WHO estimates that it is necessary to donate blood to 2% and 3% of the country’s population; to meet the most basic blood needs of a country, but in Ethiopia less than 0.5% of the population of donate blood.8 Blood transfusions save lives and improve health, but many patients needing blood transfusions do not have timely access to a safe blood source.9

Study shows that the gap between the demand and supply of blood is wide in many low- and middle-income countries, with a global annual blood demand of 304,711,244 and supply of 272,270,243 blood product units for a demand/supply ratio of 1.12. Out Of 195 countries, 119 countries (61%) did not have an adequate blood supply to meet their needs. In these 119 countries, the unmet need totals 102,359,632 units of blood products or 1849 units per 100,000 people worldwide. Not all countries in Central, Eastern, and Western sub-Saharan Africa, Oceania, and South Asia have enough blood to meet their needs.10 Most of the countries in the world are facing a concerning shortage of blood due to a decrease in donations.11,12 This is the worst blood shortage in more than 10 years and poses the risk of raising concerns about patient care.12

Barriers to blood donation include medical reasons, fear (needles, dizziness, etc.), lifestyle barriers, lack of marketing communication, lack of knowledge about blood donation, and negative experiences related to blood donation.13 Rapid access to blood transfusions plays an important role in reducing the morbidity and mortality rates in healthcare settings. Although the global demand for blood has gradually increased, there is still evidence of blood shortages and blood products in developing countries, including Ethiopia.14

According to study done at Addis Ababa, blood availability is insufficient to meet the increased demand for blood and its components. The National Blood Bank of Ethiopia collects nearly 200,000 units of donor blood each year, which is equivalent to 200,000 pints/94,000 liters. The country requires 18,000 units of blood (18,000 pints/8460 liters) per day, but the average daily blood collection is approximately 1100 units (1100 pints/517 liters), which is a shortfall of 16,900 pints/7943 liters.15

Pregnant women, cancer patients, and individuals with an illness that causes anemia often have very important transfusion needs, which complicate a blood crisis because these patients require components or specific blood products.16,17 Patients who have experienced serious injuries from car crashes,18 when the demand for blood is too high, anemia leads to significant morbidity and mortality.7

Continual work is required to create new frameworks and methods that will aid in enlisting more blood donors, owing to the imbalance between the supply and demand for blood.19,20 In Ethiopia, considerable research has been conducted on blood donation at a community level. However, little research has been conducted on the practice of blood donation among health care providers.

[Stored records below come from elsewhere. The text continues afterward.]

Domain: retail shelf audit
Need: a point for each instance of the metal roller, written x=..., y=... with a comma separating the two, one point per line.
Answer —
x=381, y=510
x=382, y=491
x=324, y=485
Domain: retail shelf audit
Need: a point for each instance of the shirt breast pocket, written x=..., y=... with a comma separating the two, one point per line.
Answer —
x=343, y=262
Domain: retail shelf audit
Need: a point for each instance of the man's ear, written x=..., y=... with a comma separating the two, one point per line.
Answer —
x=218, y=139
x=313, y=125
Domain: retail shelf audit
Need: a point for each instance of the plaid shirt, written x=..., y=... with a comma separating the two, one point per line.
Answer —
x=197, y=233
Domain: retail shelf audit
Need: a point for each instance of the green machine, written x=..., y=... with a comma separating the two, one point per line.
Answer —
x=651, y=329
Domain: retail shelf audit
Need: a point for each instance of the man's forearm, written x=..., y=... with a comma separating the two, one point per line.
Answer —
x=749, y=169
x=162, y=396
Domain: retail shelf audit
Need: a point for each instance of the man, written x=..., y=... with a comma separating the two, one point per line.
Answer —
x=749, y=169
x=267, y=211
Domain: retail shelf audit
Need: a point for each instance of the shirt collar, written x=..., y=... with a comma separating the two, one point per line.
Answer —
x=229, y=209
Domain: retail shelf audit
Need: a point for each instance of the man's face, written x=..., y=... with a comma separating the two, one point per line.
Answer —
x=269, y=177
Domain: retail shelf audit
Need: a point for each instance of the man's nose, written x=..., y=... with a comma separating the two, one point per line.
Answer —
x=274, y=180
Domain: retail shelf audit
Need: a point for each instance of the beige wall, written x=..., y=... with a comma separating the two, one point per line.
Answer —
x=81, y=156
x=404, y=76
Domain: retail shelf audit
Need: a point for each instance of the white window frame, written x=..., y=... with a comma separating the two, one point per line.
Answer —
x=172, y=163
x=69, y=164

Sub-Saharan Africa (SSA) has a very high maternal mortality rate (MMR) according to a global assessment for the year 2019, with a point estimate for 2017 of 542 (UI 498–649) maternal deaths per 100,000 live births. Up to 72% of maternal deaths are attributable to the inability to treat severe fetal hemorrhage with blood. Delayed transfusion has also been linked to higher newborn mortality.21 This study aimed to identify the factors influencing blood donation practices among the healthcare providers of public hospitals in Bahir Dar City, North West Ethiopia.

Methods and Materials

Study Design and Period

An unmatched facility-based case-control study was conducted at public hospitals from May 1 to May 25, 2022, in Bahir Dar City, Ethiopia.

Study Area and Setting

The study was conducted at Bahir Dar City Public Hospital, the capital of the Amhara regional state of northwest Ethiopia, 560 km from Addis Ababa. The region has an elevation of 1801 m above sea level. Total population of Bahir Dar city were 345 084.22 Bahir Dar City administration has 28 governmental health facilities, including three public hospitals, Tibebe Ghion specialized hospital (TGSH), Felege Hiwot comprehensive specialized hospital (FHCSH) and Addis Alem primary hospitals (AAH). Forty-three (43) blood banks are available all over the country in Ethiopia, including ten blood bank centers in Amhara region. Ten blood bank sites serve for blood collection, distribution to hospitals and share information on blood donation to increase blood donation in Amhara region and save people's life by delivering blood. Bahir Dar city public hospitals have blood dispensing units that are collected by the blood banks.

Sources Populations

All health care providers work in public hospitals in Bahir Dar city.

Study Populations

For Cases: Healthcare providers with blood donation practice during or within three years of the study period.

For Controls: Healthcare providers did not have blood donation practices during or within three years of the study period.

Inclusion Criteria

For cases, healthcare providers with blood donation practices in the RBB before or during the study period.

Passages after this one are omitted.